A middle-aged woman's appearance on a British talent show has become the most popular thing in the world ever.

| Wed Apr. 15, 2009 10:02 PM EDT

Monday afternoon: I see the video (which they won't let you embed, dang it, so watch it here) on Towleroad of frizzy-haired “spinster” Susan Boyle stunning the judges of "Britain’s Got Talent" with an emotional rendition of "I Dreamed a Dream." It’s, you know, a cute little internet video.

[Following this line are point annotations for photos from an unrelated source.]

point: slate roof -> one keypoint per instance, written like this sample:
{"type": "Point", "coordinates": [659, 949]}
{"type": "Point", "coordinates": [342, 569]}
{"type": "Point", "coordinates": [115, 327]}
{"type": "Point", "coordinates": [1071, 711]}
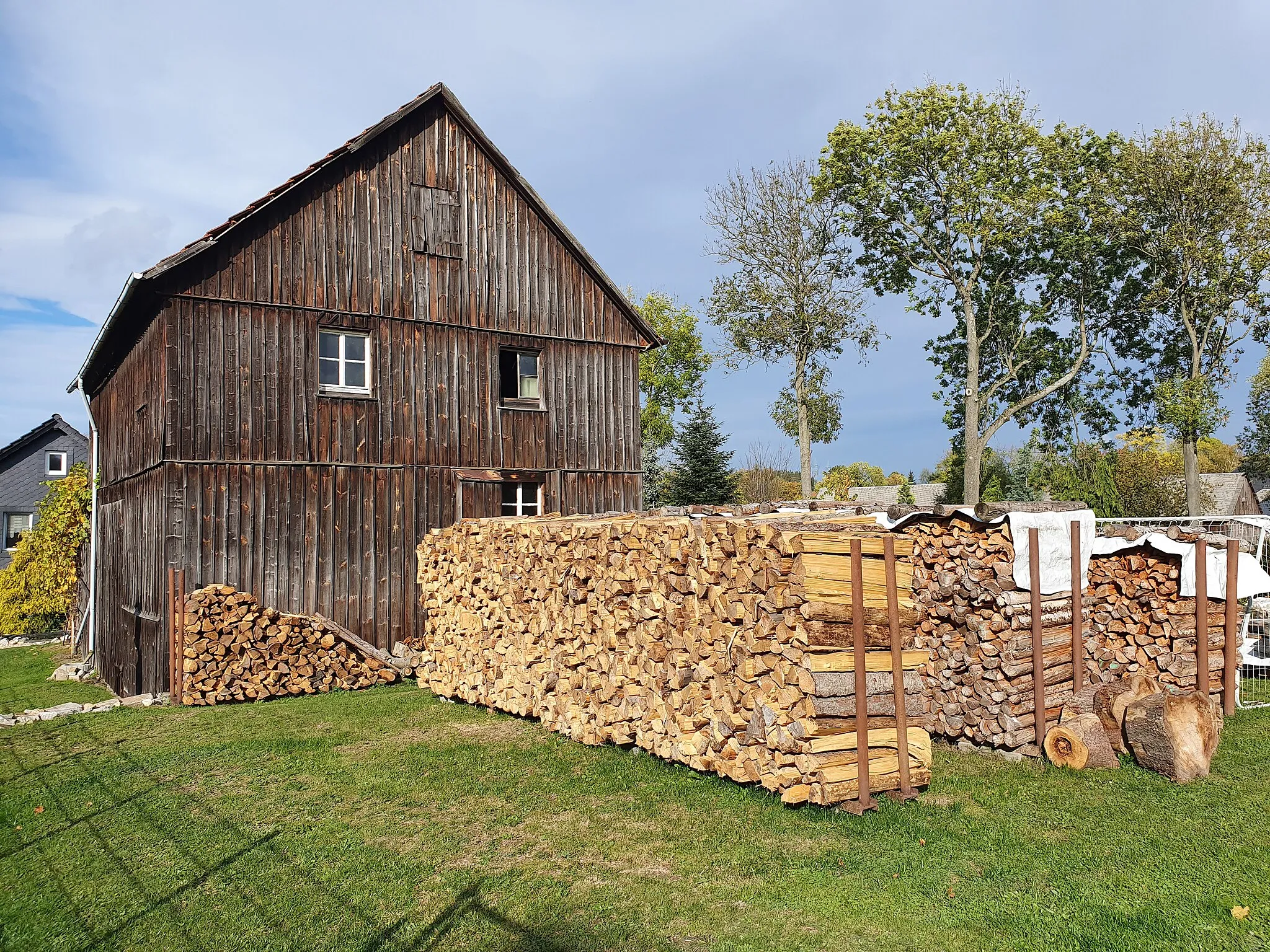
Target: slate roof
{"type": "Point", "coordinates": [52, 423]}
{"type": "Point", "coordinates": [923, 494]}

Monday evening: I hear the very same audio coming out of the laptop of German DJs who are staying at my house for the weekend. They were using my neighbor’s wi-fi to catch up on German news, and the video was the first thing they saw.

Tuesday evening: Charlie Gibson covers the story on the ABC Evening News.

Tuesday night: The Boston Globe reports the clip has been watched over 2.7 million times since it was uploaded on April 11.

Wednesday afternoon: It's the top story on npr.org. They report the clip has been watched 7 million times.

Wednesday evening: A quick YouTube search shows multiple copies of the same clip making the rounds, but an unscientific sum of all their view counts puts the number at approximately 13 million.

Thursday (prediction): Susan Boyle surpasses Barack Obama as the most popular human being on the planet.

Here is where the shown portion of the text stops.